The overall result was a significant reduction in radiation exposure to both patients and staff working with PET/CT, the researchers concluded. This is particularly important for patients with certain types of cancer, such as lymphoma. These patients may be relatively young, respond well to treatment, and are likely to undergo multiple PET/CT scans to monitor therapy response (the youngest patient in the study was 25 years old). Under the reduced dose protocol, there was a marked improvement in the flexibility of scanner scheduling. Additional scans such as local views or separate head and neck scans had less of an impact on workflow for the session, according to the researchers. They also observed fairly uniform gains in image quality (SNR) with ToF across the entire patient group: this was not anticipated.

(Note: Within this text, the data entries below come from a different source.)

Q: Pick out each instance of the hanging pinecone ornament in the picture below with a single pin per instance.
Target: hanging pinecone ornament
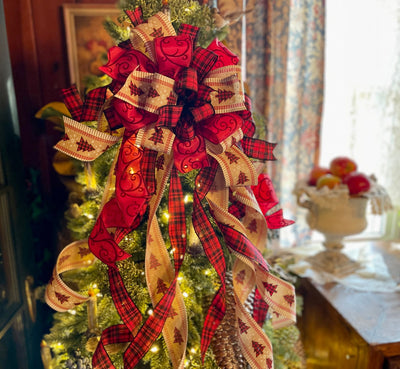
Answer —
(225, 344)
(184, 110)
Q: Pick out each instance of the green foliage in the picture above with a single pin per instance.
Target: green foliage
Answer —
(182, 11)
(197, 279)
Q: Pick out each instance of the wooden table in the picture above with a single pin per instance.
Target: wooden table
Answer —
(347, 329)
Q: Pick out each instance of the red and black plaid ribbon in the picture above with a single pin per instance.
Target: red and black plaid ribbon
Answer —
(115, 334)
(213, 249)
(73, 101)
(177, 219)
(242, 245)
(150, 330)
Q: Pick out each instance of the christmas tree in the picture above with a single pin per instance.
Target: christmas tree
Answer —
(171, 217)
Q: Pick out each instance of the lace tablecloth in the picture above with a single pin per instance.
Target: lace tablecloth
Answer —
(373, 274)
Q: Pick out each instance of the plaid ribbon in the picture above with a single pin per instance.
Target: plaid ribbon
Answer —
(213, 250)
(177, 220)
(158, 268)
(190, 97)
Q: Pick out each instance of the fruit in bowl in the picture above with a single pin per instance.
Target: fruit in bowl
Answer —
(316, 173)
(341, 166)
(357, 183)
(342, 170)
(328, 180)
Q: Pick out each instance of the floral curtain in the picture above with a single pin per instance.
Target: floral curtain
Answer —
(285, 65)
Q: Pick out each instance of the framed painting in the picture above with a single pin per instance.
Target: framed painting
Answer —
(87, 39)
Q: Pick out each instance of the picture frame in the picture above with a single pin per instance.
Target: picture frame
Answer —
(87, 40)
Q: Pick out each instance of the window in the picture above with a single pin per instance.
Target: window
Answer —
(361, 117)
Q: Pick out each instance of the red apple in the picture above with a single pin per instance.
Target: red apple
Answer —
(315, 173)
(357, 182)
(342, 166)
(328, 180)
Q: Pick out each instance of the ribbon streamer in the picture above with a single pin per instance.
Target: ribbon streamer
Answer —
(183, 107)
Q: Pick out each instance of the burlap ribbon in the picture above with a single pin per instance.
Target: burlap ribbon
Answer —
(183, 108)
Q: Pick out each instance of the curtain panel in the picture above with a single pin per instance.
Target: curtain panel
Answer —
(285, 67)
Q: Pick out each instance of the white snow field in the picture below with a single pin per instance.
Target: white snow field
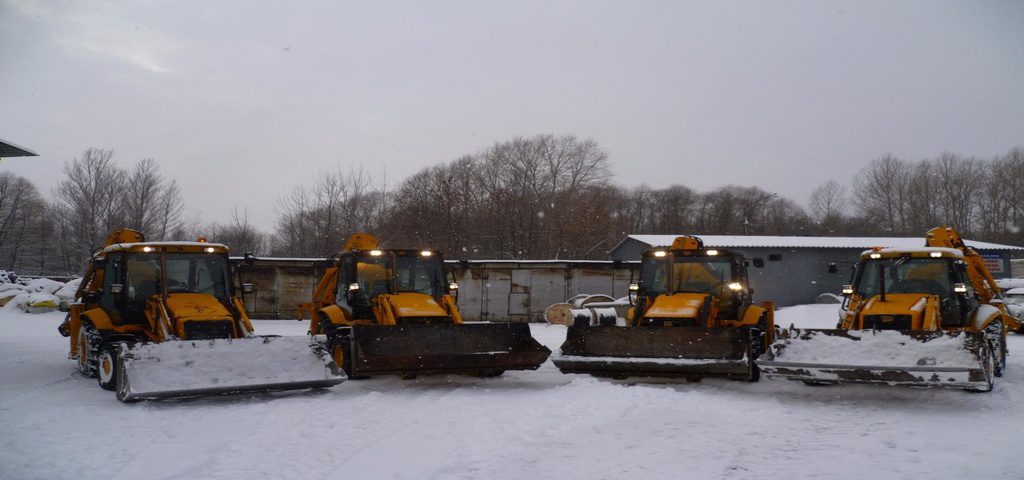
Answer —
(55, 424)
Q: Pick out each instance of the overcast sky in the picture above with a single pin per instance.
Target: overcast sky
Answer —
(241, 101)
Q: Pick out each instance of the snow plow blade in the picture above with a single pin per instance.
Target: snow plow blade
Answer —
(200, 367)
(459, 348)
(656, 351)
(893, 357)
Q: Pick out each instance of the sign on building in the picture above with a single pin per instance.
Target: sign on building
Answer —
(993, 262)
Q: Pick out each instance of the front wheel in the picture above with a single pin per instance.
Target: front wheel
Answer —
(88, 340)
(107, 366)
(341, 352)
(996, 340)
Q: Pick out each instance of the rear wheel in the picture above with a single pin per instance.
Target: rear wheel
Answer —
(123, 388)
(341, 352)
(988, 363)
(107, 366)
(996, 339)
(88, 346)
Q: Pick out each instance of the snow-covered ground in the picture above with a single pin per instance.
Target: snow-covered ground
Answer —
(56, 424)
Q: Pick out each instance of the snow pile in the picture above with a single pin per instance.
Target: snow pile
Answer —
(44, 285)
(1007, 284)
(888, 348)
(37, 296)
(808, 316)
(68, 291)
(36, 302)
(204, 364)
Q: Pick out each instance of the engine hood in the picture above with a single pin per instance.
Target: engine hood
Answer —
(196, 307)
(408, 304)
(676, 306)
(896, 304)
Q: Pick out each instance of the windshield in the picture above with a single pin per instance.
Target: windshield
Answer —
(420, 274)
(906, 275)
(692, 274)
(410, 273)
(654, 275)
(701, 274)
(200, 273)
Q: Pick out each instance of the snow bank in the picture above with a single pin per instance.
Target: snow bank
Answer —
(808, 316)
(37, 302)
(68, 291)
(223, 364)
(883, 348)
(44, 285)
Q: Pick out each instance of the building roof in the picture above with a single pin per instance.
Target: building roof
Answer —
(8, 149)
(809, 242)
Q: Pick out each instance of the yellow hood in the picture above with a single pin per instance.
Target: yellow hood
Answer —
(196, 307)
(676, 306)
(409, 304)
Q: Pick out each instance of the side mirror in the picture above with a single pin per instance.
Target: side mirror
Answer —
(454, 289)
(633, 292)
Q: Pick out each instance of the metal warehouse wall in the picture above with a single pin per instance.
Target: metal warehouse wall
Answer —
(521, 291)
(801, 274)
(498, 291)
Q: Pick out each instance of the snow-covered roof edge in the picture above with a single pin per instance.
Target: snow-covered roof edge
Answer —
(809, 242)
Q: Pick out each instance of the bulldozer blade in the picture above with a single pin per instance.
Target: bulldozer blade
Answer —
(451, 348)
(894, 357)
(656, 351)
(200, 367)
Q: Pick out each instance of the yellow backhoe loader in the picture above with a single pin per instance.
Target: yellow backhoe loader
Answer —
(929, 316)
(160, 319)
(691, 317)
(392, 311)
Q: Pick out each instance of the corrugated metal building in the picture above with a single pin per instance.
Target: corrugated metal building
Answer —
(796, 268)
(489, 290)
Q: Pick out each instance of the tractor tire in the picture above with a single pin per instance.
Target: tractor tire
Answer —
(88, 349)
(107, 366)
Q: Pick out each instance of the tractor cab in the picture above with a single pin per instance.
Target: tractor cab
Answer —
(693, 279)
(364, 275)
(901, 281)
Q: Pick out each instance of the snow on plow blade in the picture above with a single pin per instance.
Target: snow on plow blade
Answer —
(893, 357)
(656, 351)
(198, 367)
(445, 348)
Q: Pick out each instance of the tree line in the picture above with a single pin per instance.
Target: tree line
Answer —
(544, 197)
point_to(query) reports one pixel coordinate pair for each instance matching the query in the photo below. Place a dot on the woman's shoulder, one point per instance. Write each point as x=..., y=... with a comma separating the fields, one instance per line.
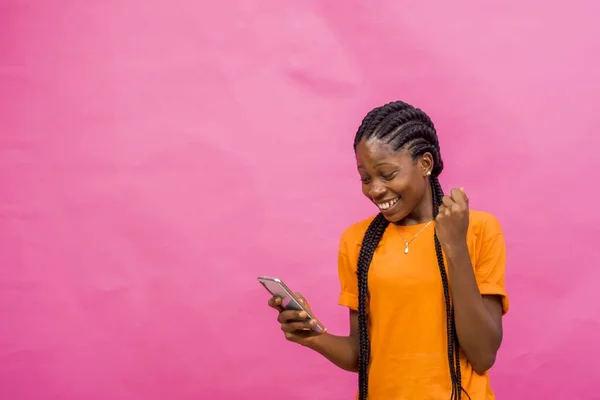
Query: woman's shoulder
x=484, y=223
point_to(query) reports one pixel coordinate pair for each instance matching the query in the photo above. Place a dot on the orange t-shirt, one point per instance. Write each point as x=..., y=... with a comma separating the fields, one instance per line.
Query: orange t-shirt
x=409, y=353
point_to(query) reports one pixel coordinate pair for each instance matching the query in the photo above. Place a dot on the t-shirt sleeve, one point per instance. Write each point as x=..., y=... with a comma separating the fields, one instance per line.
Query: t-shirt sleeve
x=348, y=278
x=491, y=264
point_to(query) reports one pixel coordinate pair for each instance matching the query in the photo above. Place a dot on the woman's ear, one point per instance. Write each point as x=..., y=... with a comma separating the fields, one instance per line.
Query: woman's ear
x=425, y=164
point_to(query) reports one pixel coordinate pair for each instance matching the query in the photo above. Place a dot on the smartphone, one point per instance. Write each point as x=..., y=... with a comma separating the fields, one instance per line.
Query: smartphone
x=289, y=301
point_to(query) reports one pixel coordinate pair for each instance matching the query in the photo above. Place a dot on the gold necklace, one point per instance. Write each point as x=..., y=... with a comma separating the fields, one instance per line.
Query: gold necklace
x=414, y=237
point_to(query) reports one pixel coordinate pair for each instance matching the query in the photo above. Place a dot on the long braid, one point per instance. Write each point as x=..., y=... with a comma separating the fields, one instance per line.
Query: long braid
x=402, y=126
x=370, y=241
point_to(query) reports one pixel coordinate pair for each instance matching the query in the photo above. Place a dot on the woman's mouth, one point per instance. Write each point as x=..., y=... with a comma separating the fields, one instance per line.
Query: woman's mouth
x=388, y=204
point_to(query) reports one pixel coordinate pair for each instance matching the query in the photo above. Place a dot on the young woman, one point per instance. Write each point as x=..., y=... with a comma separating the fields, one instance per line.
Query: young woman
x=423, y=279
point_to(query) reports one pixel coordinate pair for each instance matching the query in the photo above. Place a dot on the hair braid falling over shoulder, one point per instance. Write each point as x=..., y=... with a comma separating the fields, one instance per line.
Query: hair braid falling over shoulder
x=403, y=127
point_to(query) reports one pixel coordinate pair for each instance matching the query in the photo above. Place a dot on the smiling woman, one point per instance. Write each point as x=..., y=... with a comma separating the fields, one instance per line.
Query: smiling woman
x=412, y=333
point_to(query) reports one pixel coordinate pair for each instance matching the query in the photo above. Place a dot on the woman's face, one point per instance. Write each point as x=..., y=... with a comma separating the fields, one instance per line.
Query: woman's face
x=395, y=182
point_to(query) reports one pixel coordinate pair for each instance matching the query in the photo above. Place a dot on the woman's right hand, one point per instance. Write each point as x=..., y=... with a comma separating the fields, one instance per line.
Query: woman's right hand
x=295, y=325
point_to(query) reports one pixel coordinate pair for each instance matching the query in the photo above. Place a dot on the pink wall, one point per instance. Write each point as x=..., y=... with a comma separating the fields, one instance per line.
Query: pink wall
x=141, y=194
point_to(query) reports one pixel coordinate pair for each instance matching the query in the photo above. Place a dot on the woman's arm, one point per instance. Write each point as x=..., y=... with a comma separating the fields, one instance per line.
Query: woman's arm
x=478, y=318
x=340, y=350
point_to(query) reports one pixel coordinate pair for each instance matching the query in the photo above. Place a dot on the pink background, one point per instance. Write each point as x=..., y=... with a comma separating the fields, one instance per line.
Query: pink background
x=155, y=157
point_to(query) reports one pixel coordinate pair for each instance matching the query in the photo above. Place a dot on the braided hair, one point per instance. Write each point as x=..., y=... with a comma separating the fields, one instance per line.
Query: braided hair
x=403, y=127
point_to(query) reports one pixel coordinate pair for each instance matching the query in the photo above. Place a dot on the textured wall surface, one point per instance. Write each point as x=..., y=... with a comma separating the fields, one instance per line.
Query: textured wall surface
x=155, y=157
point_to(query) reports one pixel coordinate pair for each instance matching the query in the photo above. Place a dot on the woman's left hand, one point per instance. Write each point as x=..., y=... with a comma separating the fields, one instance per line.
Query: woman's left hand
x=452, y=221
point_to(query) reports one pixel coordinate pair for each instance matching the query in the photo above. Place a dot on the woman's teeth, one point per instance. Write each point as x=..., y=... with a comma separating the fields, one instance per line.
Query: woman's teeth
x=388, y=204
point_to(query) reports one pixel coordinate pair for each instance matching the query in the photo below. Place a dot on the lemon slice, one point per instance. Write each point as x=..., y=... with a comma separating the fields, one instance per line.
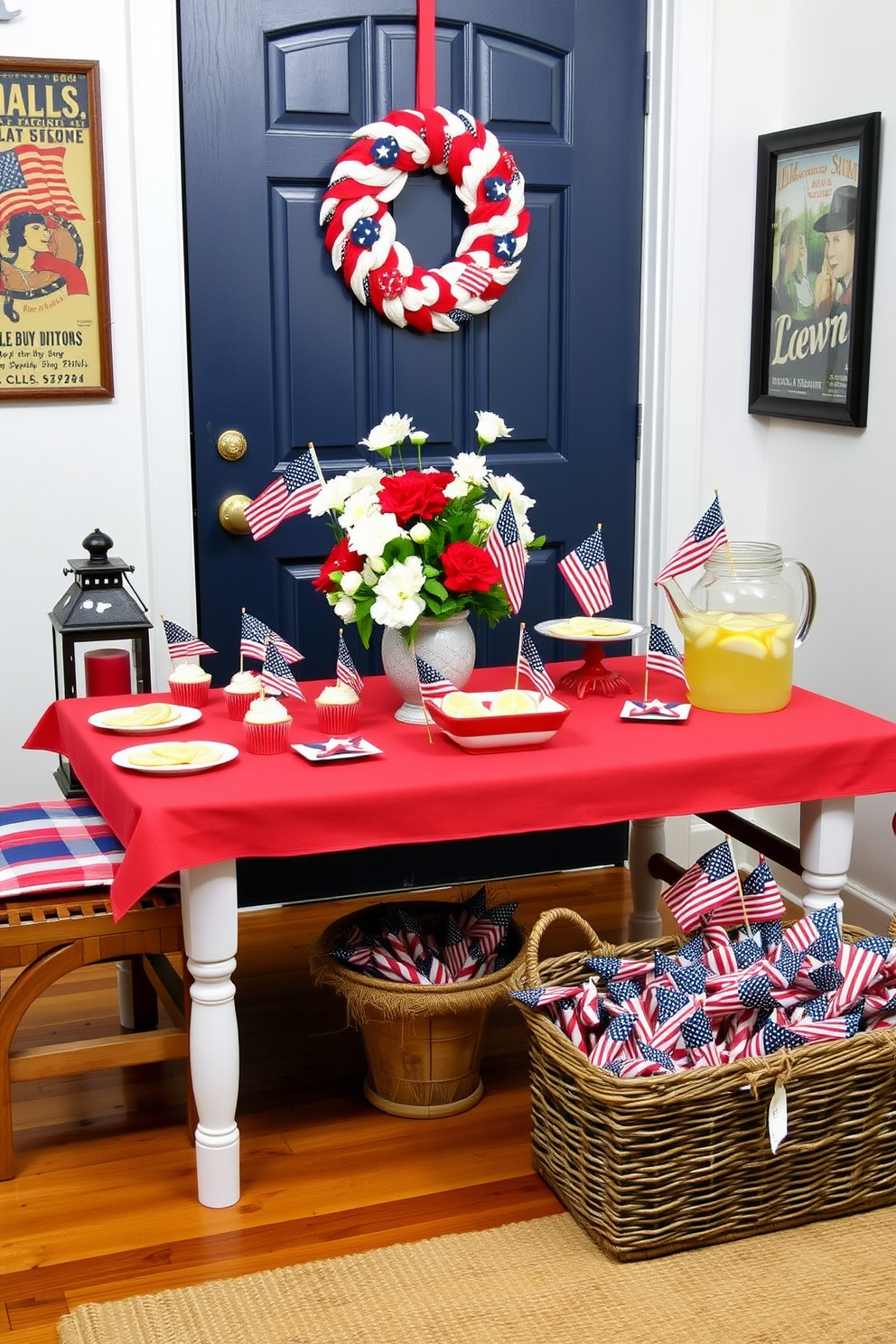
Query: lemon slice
x=515, y=702
x=458, y=705
x=747, y=621
x=607, y=625
x=744, y=644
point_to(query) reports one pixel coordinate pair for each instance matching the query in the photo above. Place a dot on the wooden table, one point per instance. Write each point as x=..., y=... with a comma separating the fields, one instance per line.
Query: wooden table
x=597, y=769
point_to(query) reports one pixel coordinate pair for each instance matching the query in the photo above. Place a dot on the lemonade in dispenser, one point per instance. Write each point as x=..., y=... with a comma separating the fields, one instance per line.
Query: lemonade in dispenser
x=741, y=625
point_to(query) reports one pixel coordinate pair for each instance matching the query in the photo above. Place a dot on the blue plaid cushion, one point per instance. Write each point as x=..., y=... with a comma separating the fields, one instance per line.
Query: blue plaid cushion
x=55, y=847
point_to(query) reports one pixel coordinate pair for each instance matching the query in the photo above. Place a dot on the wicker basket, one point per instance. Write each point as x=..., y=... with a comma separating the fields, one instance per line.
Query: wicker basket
x=424, y=1043
x=659, y=1164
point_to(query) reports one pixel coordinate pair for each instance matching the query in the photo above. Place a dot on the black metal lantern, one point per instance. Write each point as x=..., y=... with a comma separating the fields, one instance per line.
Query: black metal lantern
x=97, y=608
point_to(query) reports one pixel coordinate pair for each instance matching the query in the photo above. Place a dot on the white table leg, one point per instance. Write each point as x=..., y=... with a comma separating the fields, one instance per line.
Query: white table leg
x=825, y=850
x=645, y=837
x=209, y=901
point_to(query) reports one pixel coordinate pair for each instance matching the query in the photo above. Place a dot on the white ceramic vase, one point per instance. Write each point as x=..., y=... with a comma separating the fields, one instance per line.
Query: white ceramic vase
x=448, y=645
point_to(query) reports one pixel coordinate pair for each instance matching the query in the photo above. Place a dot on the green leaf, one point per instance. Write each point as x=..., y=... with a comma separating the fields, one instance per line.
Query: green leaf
x=364, y=622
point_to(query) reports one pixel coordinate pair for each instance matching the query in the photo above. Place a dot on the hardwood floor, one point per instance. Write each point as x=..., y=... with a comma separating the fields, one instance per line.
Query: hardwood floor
x=104, y=1202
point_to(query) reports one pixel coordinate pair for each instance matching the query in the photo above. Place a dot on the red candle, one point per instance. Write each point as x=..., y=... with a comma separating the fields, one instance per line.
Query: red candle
x=107, y=672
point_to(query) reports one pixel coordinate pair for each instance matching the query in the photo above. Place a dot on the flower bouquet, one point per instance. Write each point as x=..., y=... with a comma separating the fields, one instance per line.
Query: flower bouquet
x=413, y=543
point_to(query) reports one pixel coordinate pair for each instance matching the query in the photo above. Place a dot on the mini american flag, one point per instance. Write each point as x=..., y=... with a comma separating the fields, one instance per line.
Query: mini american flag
x=345, y=669
x=33, y=179
x=586, y=573
x=182, y=644
x=254, y=636
x=508, y=553
x=433, y=685
x=529, y=663
x=697, y=545
x=762, y=900
x=289, y=493
x=474, y=280
x=707, y=883
x=275, y=674
x=662, y=656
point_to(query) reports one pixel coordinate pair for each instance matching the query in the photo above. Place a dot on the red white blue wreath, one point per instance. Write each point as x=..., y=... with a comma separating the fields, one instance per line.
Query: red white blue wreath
x=360, y=230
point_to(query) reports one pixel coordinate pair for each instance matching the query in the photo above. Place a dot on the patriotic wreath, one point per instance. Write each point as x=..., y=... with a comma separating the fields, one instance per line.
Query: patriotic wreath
x=360, y=230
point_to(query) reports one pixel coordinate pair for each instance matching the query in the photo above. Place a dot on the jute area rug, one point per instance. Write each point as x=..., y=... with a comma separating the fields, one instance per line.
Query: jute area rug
x=537, y=1283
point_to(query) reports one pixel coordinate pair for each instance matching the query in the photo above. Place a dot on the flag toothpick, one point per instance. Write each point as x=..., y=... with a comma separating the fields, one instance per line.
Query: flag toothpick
x=741, y=890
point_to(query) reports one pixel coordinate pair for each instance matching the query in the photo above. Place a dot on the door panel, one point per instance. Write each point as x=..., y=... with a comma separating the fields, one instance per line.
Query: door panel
x=283, y=351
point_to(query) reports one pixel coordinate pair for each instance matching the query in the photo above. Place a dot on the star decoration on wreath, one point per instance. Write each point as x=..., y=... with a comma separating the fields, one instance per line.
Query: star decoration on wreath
x=360, y=230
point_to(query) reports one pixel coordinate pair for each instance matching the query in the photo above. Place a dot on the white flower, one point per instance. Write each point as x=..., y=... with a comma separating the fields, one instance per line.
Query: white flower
x=391, y=430
x=504, y=485
x=371, y=534
x=331, y=496
x=397, y=602
x=520, y=504
x=471, y=467
x=366, y=476
x=350, y=583
x=359, y=506
x=490, y=426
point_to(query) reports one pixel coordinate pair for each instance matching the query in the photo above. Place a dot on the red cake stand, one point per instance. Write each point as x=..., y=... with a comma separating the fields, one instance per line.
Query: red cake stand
x=593, y=677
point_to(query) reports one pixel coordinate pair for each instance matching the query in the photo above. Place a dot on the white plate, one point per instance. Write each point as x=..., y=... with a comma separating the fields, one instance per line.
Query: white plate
x=228, y=753
x=185, y=714
x=545, y=628
x=655, y=711
x=324, y=751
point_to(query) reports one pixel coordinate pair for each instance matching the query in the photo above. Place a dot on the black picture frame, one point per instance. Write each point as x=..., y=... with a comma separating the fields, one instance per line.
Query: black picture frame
x=812, y=319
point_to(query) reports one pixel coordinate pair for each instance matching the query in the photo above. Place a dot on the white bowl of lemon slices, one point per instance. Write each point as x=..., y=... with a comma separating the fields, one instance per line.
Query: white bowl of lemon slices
x=499, y=721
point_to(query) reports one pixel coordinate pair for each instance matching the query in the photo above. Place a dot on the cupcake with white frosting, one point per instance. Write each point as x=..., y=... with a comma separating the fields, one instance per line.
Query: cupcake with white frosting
x=266, y=726
x=336, y=710
x=188, y=685
x=239, y=693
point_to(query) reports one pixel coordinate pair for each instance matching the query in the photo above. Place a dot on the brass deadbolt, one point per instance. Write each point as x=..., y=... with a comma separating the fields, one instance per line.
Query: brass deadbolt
x=233, y=445
x=231, y=515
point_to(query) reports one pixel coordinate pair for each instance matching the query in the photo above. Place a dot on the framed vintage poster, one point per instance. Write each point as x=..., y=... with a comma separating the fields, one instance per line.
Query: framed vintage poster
x=54, y=291
x=813, y=272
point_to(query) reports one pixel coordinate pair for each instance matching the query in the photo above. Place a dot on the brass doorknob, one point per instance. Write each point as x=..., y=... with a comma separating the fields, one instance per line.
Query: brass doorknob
x=231, y=514
x=233, y=445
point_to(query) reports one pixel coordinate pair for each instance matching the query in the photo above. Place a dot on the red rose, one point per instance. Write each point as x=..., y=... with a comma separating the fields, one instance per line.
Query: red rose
x=468, y=569
x=414, y=495
x=341, y=558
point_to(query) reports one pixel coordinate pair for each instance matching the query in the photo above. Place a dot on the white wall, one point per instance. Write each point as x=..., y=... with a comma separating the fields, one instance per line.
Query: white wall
x=735, y=70
x=124, y=464
x=824, y=493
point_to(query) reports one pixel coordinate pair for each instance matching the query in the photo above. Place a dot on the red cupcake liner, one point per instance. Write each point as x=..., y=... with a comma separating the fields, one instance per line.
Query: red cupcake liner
x=193, y=694
x=267, y=738
x=336, y=719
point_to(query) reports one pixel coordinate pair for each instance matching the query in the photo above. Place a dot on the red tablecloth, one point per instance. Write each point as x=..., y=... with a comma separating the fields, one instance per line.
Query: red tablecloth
x=597, y=769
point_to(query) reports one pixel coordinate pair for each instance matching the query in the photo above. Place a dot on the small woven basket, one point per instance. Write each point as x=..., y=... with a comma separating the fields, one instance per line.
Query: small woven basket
x=661, y=1164
x=424, y=1043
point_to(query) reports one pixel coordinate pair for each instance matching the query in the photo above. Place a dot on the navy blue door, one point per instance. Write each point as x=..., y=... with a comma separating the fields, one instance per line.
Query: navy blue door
x=283, y=352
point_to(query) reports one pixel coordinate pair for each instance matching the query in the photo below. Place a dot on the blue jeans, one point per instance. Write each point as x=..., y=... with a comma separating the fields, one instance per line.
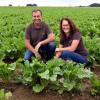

“Based on time-of-flight theory, I was expecting small or negligible gains in the smaller patients, but for our data, that wasn’t the case,” Armstrong said. “This meant that we could focus further on the smaller patients to develop a weight-based protocol, reducing radiation dose further. Without this information we would have needed to be more conservative.” That finding led to an even more refined ToF 18F FDG protocol for patients weighing less than 80 kg (176.4 lb). The protocols were tested using 48 routine oncology patients who were given 280 MBq of 18F FDG (these data have not yet been published). Simulations using reduced counts were employed, as they were in the published study, for patients based on 4.0 or 3.5 MBq per kg (2.205 lb) of weight with measures of image signal to noise used to assess the consistency of image quality over the population. Having concluded that 3.5 MBq per kg was the more effective scheme, they compared SUVmax and found the fixed 280 MBq protocol and the 3.5 MBq per kg weight-based protocol produced essentially equivalent quantification. The protocol was adopted in December 2014, establishing the top 18F FDG administration level at 280 MBq. Bed times are two minutes per segment, but may be increased for larger patients. The weight-based protocol is also used in pediatric cases.
The Manchester team manually administers 18F FDG with either 3 ml or 5 ml syringes, without the use of an automatic injector. Compliance with the protocol at Central Manchester University Hospital has been very good. “The volumes that are dispensed can be quite small in some cases. The seamless adoption of the weight-based scheme with manual dispensing is a credit to the skills of our technical staff,” Armstrong commented. A look at administration levels for 136 patients following the weight-based protocol found clear reductions in 18F FDG administration, with smaller patients benefitting considerably. The median 18F FDG administration was 255.2 MBq, down from 280 MBq under the published protocol. “There were no real obstacles,” Armstrong said. “Time-of-Flight is a win-win. You can’t go wrong with it. Image quality is improved, being more consistent across our patient population, and quantification is preserved.”